Singles are told to wait for marriage, yet are not validated before we fit an expected model. Click To Tweet

But what if there is another voice to be heard – in what sometimes feels like a wilderness of singleness?

Scripture and early church history bear witness to a story that bucks both culture and religious culture. It’s a story that bases a person’s value not on status, family, gender, or background but on relationship – bearing the image of and capacity for relationship with his/her creator, through Christ. While culture placed low value on single people, especially women, the community that was created by the early church defined people through their faith. Slaves, eunuchs, the lame, and Gentile men and women responded to the message of the gospel regardless of being single or married. In Acts, the Gospel breaks all types of relational walls. Historically, young first-century converts who often left their family of origin were baptized into a new family, literally. They would be adopted into a Christian family who would take them in and care for them as their own if their parents disowned them. Their “church family” did more than just pray for them; they shared life together.

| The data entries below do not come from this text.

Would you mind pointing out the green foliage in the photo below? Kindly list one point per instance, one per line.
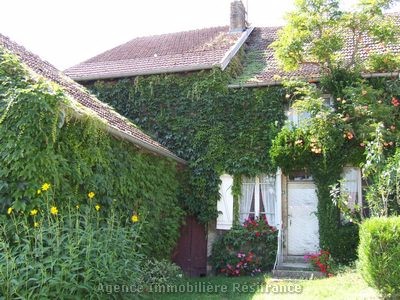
(379, 255)
(321, 261)
(67, 255)
(387, 62)
(215, 129)
(44, 141)
(246, 249)
(318, 30)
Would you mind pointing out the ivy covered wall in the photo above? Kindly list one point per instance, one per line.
(42, 141)
(214, 128)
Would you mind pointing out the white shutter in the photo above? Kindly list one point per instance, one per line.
(225, 203)
(352, 184)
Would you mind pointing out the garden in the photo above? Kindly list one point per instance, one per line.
(70, 228)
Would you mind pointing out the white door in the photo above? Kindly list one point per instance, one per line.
(303, 235)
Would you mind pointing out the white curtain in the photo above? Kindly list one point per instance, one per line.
(268, 196)
(351, 185)
(248, 186)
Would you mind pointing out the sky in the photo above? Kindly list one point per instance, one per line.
(66, 32)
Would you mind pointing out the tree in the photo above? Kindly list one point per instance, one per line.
(318, 31)
(361, 126)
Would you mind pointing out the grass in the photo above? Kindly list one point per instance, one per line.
(348, 285)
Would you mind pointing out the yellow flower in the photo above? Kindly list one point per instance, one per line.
(46, 186)
(135, 218)
(54, 210)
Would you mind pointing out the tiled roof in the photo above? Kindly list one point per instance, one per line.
(261, 66)
(167, 53)
(117, 124)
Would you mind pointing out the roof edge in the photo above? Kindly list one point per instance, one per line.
(235, 48)
(115, 132)
(147, 72)
(313, 79)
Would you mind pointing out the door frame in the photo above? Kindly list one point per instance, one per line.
(285, 213)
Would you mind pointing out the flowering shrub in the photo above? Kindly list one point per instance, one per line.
(322, 261)
(73, 251)
(248, 249)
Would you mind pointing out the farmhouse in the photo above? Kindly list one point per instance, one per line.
(54, 131)
(215, 97)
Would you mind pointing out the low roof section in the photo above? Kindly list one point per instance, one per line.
(117, 125)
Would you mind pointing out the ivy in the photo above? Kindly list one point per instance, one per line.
(216, 129)
(334, 137)
(42, 140)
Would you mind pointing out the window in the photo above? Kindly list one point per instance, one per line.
(352, 185)
(258, 199)
(295, 117)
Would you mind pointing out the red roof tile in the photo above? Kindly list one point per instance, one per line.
(261, 65)
(117, 124)
(174, 52)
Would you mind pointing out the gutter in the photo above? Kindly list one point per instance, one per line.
(142, 144)
(311, 79)
(147, 72)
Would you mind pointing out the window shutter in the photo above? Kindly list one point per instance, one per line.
(225, 203)
(352, 184)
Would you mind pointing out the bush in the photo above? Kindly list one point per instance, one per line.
(379, 254)
(322, 261)
(246, 250)
(74, 252)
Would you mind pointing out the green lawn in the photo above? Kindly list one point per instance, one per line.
(345, 286)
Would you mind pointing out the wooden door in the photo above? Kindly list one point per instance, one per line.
(191, 251)
(303, 233)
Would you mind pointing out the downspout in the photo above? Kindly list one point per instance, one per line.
(278, 214)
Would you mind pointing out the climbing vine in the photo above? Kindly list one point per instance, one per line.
(44, 142)
(216, 129)
(336, 136)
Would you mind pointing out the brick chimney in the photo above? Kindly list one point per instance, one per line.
(238, 17)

And Paul takes things a step further. When it comes to singleness, Paul pushes beyond inclusion towards approval. In his first letter to the Corinthians, he discusses married and single life: “I wish that all of you were as I am. But each of you has your own gift from God; one has this gift, another has that.” (1 Cor 7:7) To conclude that Paul is anti-marriage is to miss his point completely; in the face of the Corinthian culture and religious culture, he openly refers to both marriage and singleness as gifts – gifts to be exercised appropriately. Though he thought sooner rather than later, Paul speaks in light of the expectation that Christ is coming again. Marriage is not a way of self-fulfillment but rather of service, not a commodity to be conformed to for the sake of being like everyone else but rather the definition of relational means through which the Christian life can be lived out. But being married does not “complete” you. In the words of Tim Keller: “We should be neither overly elated by getting married nor overly disappointed by not being so – because Christ is the only spouse that can truly fulfill us and God’s family the only family that will truly embrace and satisfy us.”

Marriage is not a way of self-fulfillment but rather of service. Click To Tweet

Therefore, the Church has a unique opportunity.

In the midst of Lonely Sundays and joyous Mondays, the Church has an opportunity to be a God-honoring, literal family for single adults. Instead of just pushing them off to join segregated groups, making them help in children’s ministry, and telling them what to do and what not to do, the Church can choose to do life together. We can embody a different community who speaks in a voice that is different than that which singles hear in secular and religious culture. We can hold each other—both single and married—accountable to the standards set by God. We can look at singles not as lepers but as leaders—men and women with a call to ministry in worship, in their workplaces, and even in the pulpit. We can go out of our way to invite, to include, to eat with, and to grow close to those whose place or stage in life we may never have experienced but who we know can be complete in Christ. We can respect their struggles as real and their desires as God-given. We can guide one another and those who come after us and show them we do not need to succumb to the voices we’ve heard, which tell us to buy their fantasies and sell ourselves. For those of us who will marry, we can illustrate the reality of family life, and for those who will not, either through circumstance or choice, we can be brothers and sisters in the family connected through Jesus.

The problem to be fixed isn’t singleness—it’s a singular view of what it looks like to have a complete life.